I will install an MS preview release of 7 as soon as it's available, and I will buy it on launch day.
joueboy @ Dec 30th 2008 3:07PM
So the consensus is we are not going to upgrade to Windows 7. You know what? It's not Apple made the Vista sucks. MS wants you to start thinking now that it sucks so we have to upgrade. Vista works perfectly for me, Windows 7 is just looks like Vista they didn't spend millions to make this new version. It is a package of Vista that has the upgrade in which we already got through updates. Vista is fine Microsoft and XP is much better please DONOT discontinue the XP.

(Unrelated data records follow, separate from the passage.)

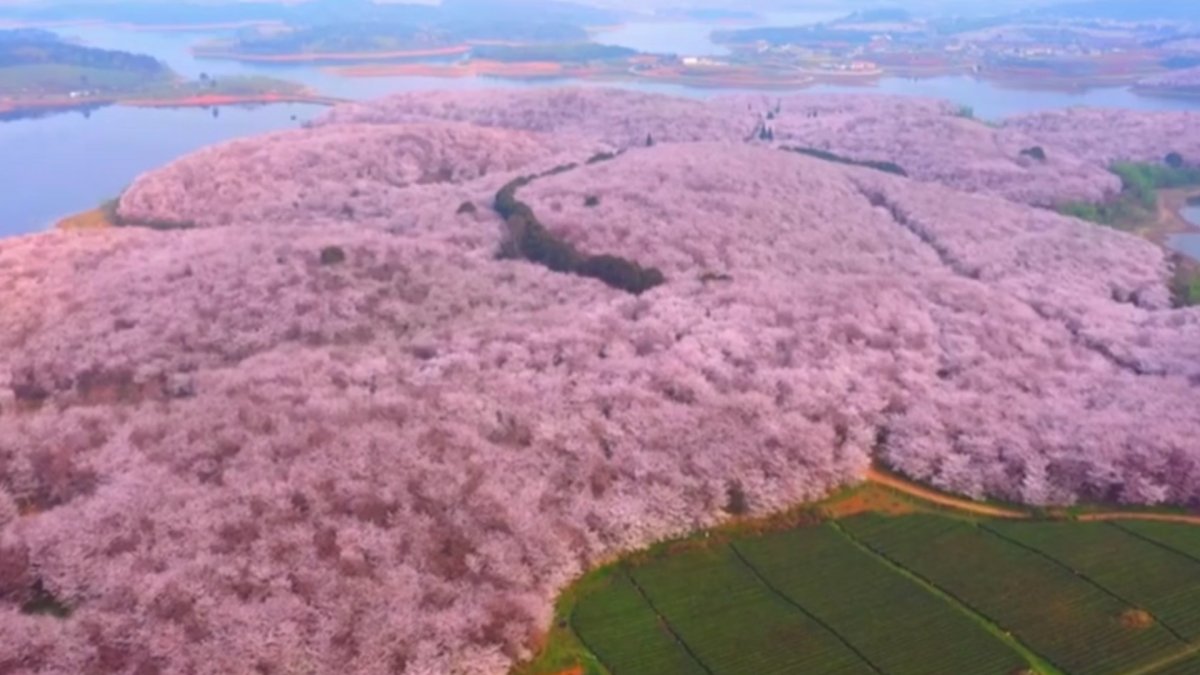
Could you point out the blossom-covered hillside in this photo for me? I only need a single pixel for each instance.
(1105, 136)
(301, 437)
(930, 139)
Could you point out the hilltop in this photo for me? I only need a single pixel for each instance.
(318, 406)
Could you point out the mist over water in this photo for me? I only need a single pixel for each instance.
(64, 150)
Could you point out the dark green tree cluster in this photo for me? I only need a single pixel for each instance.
(36, 47)
(529, 239)
(886, 167)
(1037, 153)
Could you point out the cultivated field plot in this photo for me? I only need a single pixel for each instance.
(1182, 538)
(1158, 580)
(921, 593)
(1069, 621)
(735, 623)
(886, 615)
(625, 633)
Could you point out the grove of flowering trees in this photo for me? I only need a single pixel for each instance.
(299, 437)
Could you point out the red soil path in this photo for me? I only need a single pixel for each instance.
(960, 503)
(941, 499)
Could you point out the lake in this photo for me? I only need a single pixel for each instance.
(1188, 244)
(64, 163)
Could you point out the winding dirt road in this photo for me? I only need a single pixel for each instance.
(965, 505)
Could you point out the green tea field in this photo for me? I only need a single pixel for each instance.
(897, 586)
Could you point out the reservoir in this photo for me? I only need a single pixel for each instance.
(1189, 243)
(58, 165)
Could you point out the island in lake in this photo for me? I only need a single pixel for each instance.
(41, 73)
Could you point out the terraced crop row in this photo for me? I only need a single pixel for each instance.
(1074, 623)
(919, 595)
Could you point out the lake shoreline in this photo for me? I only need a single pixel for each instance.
(324, 57)
(66, 105)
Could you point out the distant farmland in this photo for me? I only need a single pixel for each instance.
(876, 583)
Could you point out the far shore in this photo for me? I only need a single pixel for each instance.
(148, 28)
(10, 107)
(317, 57)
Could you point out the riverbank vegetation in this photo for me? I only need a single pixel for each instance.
(1137, 204)
(40, 71)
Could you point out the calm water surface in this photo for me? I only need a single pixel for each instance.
(1188, 244)
(55, 166)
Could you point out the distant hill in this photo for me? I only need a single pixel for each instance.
(28, 47)
(1125, 10)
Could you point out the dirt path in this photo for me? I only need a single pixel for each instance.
(930, 495)
(961, 503)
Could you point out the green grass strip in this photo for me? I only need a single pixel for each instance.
(841, 638)
(1085, 578)
(666, 623)
(1036, 661)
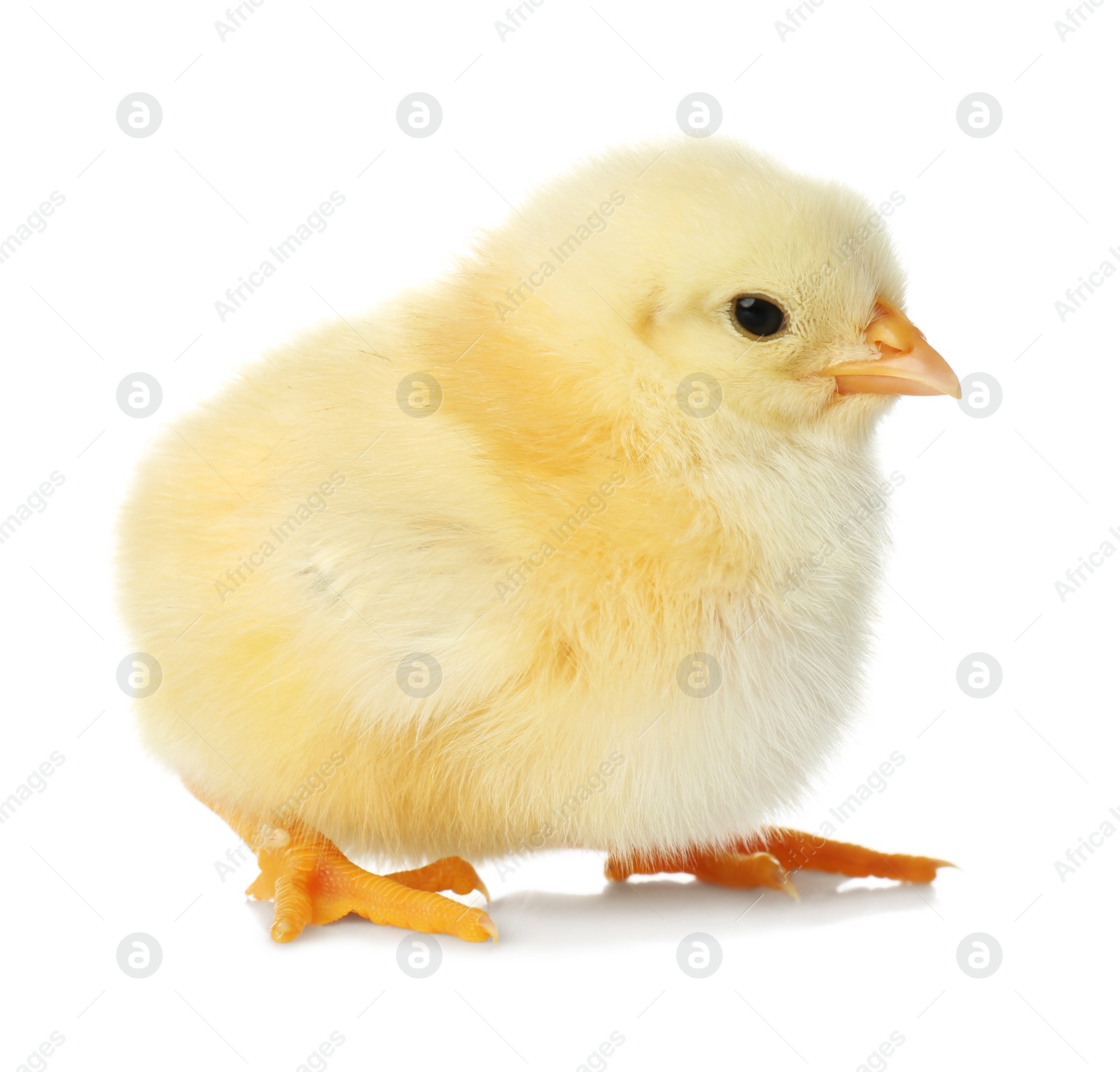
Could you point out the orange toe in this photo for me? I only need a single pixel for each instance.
(311, 882)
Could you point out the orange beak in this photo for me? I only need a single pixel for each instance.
(909, 364)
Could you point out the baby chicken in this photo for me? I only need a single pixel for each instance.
(576, 547)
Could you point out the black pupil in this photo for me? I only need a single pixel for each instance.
(759, 316)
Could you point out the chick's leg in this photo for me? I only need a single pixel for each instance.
(311, 882)
(764, 862)
(742, 870)
(813, 853)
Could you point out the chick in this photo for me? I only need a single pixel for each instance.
(575, 547)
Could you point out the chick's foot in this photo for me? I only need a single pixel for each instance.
(311, 881)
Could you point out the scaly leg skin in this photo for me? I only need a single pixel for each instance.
(311, 881)
(765, 861)
(741, 870)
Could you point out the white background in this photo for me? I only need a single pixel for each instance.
(300, 101)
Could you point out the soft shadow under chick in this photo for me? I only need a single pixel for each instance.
(575, 547)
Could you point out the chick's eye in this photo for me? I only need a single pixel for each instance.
(757, 316)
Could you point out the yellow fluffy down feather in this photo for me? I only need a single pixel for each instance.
(457, 576)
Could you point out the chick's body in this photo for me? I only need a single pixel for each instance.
(563, 606)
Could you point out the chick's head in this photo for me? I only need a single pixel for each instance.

Mike10010100 @ Dec 30th 2008 3:34PM
@joeboy
I, for one, am going to upgrade. Vista may be working fine, but that doesn't stop it from using resources, even though my rig can handle it. I can completely understand if people are having problems on older rigs. And since I always want my rig to run faster (as should everyone), I will upgrade to Windows 7 if the performance benefits and user-friendliness are better.
Mark Anderson @ Dec 30th 2008 3:39PM
Can people quit with the "XP is faster than Vista" on decent hardware bollocks please? Because, you know, it actually isn't.
http://www.extremetech.com/article2/0,2845,2302499,00.asp
Now Vista can be slower on network transfer but that's a separate issue.
Cadychan @ Dec 30th 2008 4:29PM
I use Vista at work and it makes me cry on a daily basis. I'm pretty tech savvy, but all the useless security crap and constant crashing, clasing and breakdowns make me want to tear my hair out. I've begged my boss for XP, but he won't give it. =(
Matthew C @ Dec 30th 2008 5:21PM
True , it works great, but having recently installed windows 7, I can confidently say that it is truly unrefined. I was satisfied with vista until I experiences the efficiency of 7 on the same machine, and despite some bugs, I wont go back now.